I am writing this post not from Alderley Edge but from Lincoln, Nebraska. This is where we live for the foreseeable future, back home. This blog was about our adventure being American expats in England. Now we are ex-expats.
Those who know me, I don’t usually leave things unfinished. I get stuff done, check things off the list but this blog just fell off my list. It has bugged me for a long time. The time in-between posts gets longer and it is harder to find inspiration about things to write about. Forces inside started pulling at me for some time and grew until they left me paralyzed, not able to move forward. It was the pre-courser to the real Brexit.
Someone said to me once “you write a blog for people to read it, don’t you?” when telling them about why I stopped. Yeah, I guess you do and I knew that but then fear set in…… How honest can I really be about this experience? Do I want to share everything? The good, bad and ugly? So am I being true? Who is reading it? What do they think? Is it shit? Is it good? Why do I care about this? Where do I go from here? etc…..etc…..etc……..

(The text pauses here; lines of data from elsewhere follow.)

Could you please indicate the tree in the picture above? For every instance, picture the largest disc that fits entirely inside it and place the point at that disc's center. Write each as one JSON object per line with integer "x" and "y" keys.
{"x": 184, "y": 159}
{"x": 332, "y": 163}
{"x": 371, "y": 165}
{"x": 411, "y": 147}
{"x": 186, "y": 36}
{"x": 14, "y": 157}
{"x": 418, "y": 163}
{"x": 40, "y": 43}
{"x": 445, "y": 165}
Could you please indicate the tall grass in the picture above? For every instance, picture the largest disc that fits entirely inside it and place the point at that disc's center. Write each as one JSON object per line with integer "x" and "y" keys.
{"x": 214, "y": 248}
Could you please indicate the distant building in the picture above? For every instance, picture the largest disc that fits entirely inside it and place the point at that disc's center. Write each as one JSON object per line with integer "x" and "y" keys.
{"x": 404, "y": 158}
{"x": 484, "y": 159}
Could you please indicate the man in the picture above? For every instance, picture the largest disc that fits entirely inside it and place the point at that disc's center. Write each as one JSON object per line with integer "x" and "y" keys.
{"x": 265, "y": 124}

It was a spiral of self doubt, fear and lack of courage. Wtf??
We have been home for a little over six months and adjusting to our life back in Lincoln. It has been a roller coaster of emotions. I am settling here but a huge part of me is back at home in England. This is part of the process and I know it will all be okay. Somehow we overcame the fear of leaving everything we know and love for a new life in another country. But my fear over what people thought about my experiences and writing stopped this blog 12 months later. For me, I felt I needed to process and acknowledge this to move forward.
Interestingly the real Brexit has not happened and no one knows if it ever will. I like to think that I have more to say and not ready to make my blogexit. But if that doesn’t happen, it’s okay. I can peacefully lay it to rest after this point if I wish. My choice with no fear.